New Riders of the Purple: A Bay Area Country-Rock

New Riders of the Purple: A Bay Area Country-Rock

It’d be really difficult to simply figure New Riders of the Purple Sage as a vehicle for Jerry Garcia and company to make a few extra bucks. By the time the band’s first album came out in 1971 any Dead affiliate probably wasn’t too hard up for cash. The ensemble just functioned as a(n infrequent) outlet for Garcia and however else to country up their tripped out rock stuffs. Granted Working Man’s Dead and American Beauty trod up roughly the same territory as New Riders, but it’d be hard to sell a few thousand hippies on listen to nothing but country stuff for something like four hours an evening.

Whatever that scenario would be, New Riders’ first album was issued during a time when the Byrds and CSN (and sometimes Y) wielded a good deal of power even if Parsons and the Burrito Brothers deserved it without snagging it. So, the fact that this Dead associated act took off isn’t a surprise. What is kind of a shock, though, is that the band’s first album, a self titled effort, still sounds pretty decent forty years on.
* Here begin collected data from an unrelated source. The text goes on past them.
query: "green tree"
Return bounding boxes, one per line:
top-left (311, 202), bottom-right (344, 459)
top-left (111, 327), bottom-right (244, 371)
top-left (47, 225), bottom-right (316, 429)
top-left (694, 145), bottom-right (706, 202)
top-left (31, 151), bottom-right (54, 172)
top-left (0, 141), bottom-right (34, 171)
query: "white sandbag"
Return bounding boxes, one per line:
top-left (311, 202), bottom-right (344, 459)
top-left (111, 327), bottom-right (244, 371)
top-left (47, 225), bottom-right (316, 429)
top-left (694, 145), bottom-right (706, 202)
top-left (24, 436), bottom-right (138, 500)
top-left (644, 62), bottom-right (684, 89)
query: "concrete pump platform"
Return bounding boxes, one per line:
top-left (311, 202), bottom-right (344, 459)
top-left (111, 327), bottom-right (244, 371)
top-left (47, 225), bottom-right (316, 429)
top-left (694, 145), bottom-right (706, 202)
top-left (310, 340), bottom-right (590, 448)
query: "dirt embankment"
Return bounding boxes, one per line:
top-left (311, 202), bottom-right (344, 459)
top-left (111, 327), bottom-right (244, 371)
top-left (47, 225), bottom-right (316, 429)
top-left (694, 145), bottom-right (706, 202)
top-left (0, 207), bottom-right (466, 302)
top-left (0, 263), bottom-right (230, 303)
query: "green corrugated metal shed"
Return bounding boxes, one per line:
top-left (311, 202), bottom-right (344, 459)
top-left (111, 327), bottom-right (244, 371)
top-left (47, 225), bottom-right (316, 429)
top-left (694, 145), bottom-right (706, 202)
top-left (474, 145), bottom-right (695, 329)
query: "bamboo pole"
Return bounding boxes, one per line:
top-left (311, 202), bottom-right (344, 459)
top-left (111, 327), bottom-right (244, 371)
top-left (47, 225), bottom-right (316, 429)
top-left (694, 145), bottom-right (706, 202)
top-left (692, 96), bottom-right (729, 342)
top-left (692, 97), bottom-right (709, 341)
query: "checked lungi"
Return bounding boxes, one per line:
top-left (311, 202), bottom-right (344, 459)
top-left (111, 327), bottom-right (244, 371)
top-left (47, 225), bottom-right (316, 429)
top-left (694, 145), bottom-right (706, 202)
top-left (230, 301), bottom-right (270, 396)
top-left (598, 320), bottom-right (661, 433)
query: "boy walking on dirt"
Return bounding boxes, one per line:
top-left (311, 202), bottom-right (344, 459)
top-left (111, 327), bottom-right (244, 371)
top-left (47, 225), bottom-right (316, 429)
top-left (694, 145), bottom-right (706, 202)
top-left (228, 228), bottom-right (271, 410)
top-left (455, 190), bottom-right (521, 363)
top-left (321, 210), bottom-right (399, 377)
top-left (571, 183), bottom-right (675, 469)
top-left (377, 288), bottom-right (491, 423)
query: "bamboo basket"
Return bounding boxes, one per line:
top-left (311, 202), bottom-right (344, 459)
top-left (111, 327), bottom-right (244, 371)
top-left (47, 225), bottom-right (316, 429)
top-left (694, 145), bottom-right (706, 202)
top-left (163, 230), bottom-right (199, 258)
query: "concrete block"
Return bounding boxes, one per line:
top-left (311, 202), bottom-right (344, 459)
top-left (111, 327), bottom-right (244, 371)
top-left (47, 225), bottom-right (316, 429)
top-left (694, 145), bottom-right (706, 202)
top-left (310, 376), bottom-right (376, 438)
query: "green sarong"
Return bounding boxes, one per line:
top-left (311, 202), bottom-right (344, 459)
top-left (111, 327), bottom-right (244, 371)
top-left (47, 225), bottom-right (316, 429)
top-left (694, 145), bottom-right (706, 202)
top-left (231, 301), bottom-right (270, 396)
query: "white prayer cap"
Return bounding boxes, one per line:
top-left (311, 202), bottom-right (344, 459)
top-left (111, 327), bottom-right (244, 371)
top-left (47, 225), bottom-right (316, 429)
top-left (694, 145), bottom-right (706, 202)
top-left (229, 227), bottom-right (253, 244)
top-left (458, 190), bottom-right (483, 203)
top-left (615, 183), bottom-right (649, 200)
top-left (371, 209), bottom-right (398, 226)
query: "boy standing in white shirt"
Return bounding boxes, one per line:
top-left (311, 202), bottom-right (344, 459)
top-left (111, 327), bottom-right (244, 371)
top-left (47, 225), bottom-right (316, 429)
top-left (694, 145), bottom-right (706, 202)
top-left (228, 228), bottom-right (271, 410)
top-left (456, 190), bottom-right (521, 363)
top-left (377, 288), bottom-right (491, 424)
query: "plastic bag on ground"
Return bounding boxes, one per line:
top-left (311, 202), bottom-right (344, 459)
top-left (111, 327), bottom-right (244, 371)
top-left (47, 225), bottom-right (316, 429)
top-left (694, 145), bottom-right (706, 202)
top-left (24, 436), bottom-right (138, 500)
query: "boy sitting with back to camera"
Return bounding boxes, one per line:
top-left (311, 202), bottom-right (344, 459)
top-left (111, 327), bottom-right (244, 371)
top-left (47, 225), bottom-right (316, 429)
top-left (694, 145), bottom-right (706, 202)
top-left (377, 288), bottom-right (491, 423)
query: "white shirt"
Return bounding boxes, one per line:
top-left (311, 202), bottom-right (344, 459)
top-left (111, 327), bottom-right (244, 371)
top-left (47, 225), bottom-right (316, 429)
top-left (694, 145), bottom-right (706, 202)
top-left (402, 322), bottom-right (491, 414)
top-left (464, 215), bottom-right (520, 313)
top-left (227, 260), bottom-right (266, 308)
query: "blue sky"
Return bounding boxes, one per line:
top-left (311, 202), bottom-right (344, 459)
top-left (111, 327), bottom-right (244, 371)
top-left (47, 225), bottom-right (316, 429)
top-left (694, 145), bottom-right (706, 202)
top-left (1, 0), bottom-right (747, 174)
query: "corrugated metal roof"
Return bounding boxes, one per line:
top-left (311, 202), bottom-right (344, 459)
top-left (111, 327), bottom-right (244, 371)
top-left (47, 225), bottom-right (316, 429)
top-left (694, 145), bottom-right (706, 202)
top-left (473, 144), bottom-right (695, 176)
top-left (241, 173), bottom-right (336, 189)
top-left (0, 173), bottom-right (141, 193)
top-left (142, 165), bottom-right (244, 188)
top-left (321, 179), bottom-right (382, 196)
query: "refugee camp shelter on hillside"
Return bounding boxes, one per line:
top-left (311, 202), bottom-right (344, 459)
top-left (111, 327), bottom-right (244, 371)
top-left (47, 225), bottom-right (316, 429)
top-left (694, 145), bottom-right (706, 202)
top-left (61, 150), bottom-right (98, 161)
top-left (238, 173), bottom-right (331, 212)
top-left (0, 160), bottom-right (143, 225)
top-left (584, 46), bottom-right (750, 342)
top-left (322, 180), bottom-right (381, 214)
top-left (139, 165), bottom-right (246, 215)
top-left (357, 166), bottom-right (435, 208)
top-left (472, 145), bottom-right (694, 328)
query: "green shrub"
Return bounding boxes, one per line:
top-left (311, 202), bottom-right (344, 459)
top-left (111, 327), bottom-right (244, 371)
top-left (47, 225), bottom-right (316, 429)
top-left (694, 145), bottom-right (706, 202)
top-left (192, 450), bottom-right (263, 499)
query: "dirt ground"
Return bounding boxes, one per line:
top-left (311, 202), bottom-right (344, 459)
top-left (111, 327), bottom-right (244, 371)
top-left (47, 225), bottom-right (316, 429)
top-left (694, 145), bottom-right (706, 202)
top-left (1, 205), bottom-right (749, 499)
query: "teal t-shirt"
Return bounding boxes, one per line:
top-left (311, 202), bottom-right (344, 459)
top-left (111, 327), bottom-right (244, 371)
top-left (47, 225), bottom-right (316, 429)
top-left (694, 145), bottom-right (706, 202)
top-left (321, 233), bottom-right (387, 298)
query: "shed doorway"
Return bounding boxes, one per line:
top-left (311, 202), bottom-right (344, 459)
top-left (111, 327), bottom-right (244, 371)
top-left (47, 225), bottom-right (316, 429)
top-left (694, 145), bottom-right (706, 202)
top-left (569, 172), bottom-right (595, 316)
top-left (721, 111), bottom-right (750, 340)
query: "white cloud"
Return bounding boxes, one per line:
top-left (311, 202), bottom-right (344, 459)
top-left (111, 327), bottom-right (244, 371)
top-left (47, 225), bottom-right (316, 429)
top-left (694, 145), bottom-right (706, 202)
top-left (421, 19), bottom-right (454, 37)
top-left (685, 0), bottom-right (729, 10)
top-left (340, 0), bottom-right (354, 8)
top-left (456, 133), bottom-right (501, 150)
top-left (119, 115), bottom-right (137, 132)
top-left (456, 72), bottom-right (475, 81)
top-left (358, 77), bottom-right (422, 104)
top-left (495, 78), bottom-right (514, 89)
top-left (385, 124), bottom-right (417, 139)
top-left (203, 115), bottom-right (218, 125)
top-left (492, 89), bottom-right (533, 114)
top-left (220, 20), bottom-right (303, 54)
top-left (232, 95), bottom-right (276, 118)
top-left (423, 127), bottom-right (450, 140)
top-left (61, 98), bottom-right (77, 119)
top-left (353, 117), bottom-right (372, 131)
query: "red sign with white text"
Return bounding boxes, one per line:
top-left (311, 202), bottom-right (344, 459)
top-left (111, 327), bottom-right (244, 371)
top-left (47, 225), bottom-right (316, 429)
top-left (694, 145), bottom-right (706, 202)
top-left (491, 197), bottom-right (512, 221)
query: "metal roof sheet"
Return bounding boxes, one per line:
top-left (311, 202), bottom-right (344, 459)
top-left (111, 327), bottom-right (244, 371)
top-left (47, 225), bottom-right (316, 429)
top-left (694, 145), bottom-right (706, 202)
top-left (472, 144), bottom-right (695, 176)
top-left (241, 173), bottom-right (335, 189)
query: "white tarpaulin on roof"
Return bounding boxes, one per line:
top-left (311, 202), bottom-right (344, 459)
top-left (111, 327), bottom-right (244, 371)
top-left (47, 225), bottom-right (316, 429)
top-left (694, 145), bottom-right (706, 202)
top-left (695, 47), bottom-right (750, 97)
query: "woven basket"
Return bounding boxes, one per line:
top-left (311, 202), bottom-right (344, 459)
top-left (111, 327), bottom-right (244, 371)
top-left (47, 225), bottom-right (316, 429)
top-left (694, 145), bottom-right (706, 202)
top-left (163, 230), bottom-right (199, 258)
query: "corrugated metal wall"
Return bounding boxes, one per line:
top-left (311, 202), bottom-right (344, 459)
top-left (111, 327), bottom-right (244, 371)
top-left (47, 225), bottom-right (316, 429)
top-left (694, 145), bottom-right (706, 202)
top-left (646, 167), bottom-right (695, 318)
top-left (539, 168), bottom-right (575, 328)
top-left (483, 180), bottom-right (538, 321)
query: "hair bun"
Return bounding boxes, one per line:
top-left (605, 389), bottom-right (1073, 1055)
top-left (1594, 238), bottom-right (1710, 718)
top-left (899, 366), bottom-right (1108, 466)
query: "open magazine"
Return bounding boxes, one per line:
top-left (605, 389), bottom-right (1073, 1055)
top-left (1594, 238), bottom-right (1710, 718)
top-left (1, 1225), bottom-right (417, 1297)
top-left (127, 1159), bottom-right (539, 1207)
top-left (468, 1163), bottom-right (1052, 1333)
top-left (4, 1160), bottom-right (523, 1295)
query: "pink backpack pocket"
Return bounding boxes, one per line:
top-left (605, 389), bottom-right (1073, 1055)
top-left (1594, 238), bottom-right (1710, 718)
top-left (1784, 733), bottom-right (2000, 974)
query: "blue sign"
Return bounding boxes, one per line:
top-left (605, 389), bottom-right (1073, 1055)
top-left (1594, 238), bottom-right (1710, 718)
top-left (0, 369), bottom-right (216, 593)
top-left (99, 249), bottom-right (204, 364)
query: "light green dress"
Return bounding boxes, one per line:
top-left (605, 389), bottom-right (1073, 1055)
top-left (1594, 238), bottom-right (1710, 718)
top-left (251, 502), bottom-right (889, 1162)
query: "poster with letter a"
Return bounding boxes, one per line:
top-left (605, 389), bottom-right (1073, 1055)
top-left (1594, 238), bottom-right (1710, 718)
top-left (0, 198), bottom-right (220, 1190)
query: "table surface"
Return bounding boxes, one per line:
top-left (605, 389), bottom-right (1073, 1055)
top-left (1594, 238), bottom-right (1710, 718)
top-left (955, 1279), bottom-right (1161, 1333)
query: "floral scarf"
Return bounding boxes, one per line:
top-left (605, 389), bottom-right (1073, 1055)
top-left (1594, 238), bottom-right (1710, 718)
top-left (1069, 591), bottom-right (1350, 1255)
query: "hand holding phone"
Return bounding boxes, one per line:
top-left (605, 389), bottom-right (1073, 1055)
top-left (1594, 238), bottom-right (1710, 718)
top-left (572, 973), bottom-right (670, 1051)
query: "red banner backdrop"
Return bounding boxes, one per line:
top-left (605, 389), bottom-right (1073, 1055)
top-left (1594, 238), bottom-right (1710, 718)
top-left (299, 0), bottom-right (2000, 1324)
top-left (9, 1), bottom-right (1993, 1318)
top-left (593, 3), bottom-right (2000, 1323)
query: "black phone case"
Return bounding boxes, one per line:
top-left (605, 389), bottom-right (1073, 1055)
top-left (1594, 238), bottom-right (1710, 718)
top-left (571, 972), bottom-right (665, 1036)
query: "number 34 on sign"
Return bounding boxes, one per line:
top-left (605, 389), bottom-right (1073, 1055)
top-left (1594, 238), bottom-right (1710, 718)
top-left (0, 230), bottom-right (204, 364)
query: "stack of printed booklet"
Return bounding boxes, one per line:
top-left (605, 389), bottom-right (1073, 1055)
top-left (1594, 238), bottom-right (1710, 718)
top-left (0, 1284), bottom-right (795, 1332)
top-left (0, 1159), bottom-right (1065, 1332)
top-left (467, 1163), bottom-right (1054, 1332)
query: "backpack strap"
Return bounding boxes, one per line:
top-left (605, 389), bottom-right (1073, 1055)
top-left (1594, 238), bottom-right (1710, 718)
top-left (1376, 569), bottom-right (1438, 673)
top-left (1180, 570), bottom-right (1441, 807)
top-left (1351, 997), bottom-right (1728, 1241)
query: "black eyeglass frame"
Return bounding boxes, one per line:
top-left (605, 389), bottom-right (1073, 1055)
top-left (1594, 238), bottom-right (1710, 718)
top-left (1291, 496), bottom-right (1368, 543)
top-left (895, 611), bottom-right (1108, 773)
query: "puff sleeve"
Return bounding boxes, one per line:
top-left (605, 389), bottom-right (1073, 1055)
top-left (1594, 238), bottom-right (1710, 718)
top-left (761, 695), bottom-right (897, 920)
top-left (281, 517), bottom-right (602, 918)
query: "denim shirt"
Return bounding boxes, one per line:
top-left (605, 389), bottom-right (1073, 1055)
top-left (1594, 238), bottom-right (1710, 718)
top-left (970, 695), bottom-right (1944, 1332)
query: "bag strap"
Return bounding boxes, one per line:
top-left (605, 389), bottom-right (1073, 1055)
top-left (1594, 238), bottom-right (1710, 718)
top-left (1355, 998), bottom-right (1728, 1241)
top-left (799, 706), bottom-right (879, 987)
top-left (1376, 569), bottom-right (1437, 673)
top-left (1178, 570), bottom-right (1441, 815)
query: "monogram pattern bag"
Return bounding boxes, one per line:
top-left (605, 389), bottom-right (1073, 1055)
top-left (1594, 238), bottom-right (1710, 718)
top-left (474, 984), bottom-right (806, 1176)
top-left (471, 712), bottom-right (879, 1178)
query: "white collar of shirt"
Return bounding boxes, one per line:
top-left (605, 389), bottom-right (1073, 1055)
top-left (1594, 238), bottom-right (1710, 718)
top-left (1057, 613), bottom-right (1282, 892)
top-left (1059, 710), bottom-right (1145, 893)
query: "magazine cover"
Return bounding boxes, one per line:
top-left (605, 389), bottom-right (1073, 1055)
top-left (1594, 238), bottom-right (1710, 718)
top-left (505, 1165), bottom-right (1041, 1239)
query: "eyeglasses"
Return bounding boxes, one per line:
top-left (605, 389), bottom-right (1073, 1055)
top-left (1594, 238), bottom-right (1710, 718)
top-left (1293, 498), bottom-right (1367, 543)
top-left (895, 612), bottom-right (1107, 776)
Of course, the aforementioned Dead records still make more sense if we’re talking about repeat listens, but New Riders of the Purple Sage has some hidden hits.

With the band so closely tied to a rock group, New Riders must have surprised some folks with efforts like “Glendale Train.” Of course, the ensemble was meant to indulge in bucolic musics, but this track doesn’t even sport a drummer. Featured prominently, though, is Garcia’s pedal steel as it jukes and jives behind the simple acoustic guitar line and all those vocal harmonies. John Dawson, New Riders’ lead singer, even comes off as a Jerry sound-alike for a bit with his nasally hippie drawl.

Sating Dead fans, though, is the eight minute foray through “Dirty Business,” begins in sedate tones with just a few guitars before that droning reverved distortion kicks in recalling production from the Burrito Brothers’ “Wheels.” The song’s clearly a product of seventies’ studio focused work, but remains simple enough for almost anyone with an interest in psych grab a hold of.

But really, what the band was about was just countrying up some good rock stuff. And that’s really all the opener is. “I Don't Know You,” like the rest of the album, doesn’t do much lyrically. Vocally it’s as entertaining as any other seventies effort shuffling around in this territory. Making the disc all that much better is the fact that anyone can find a copy for around three bucks at the local vinyl repository. Go search it out.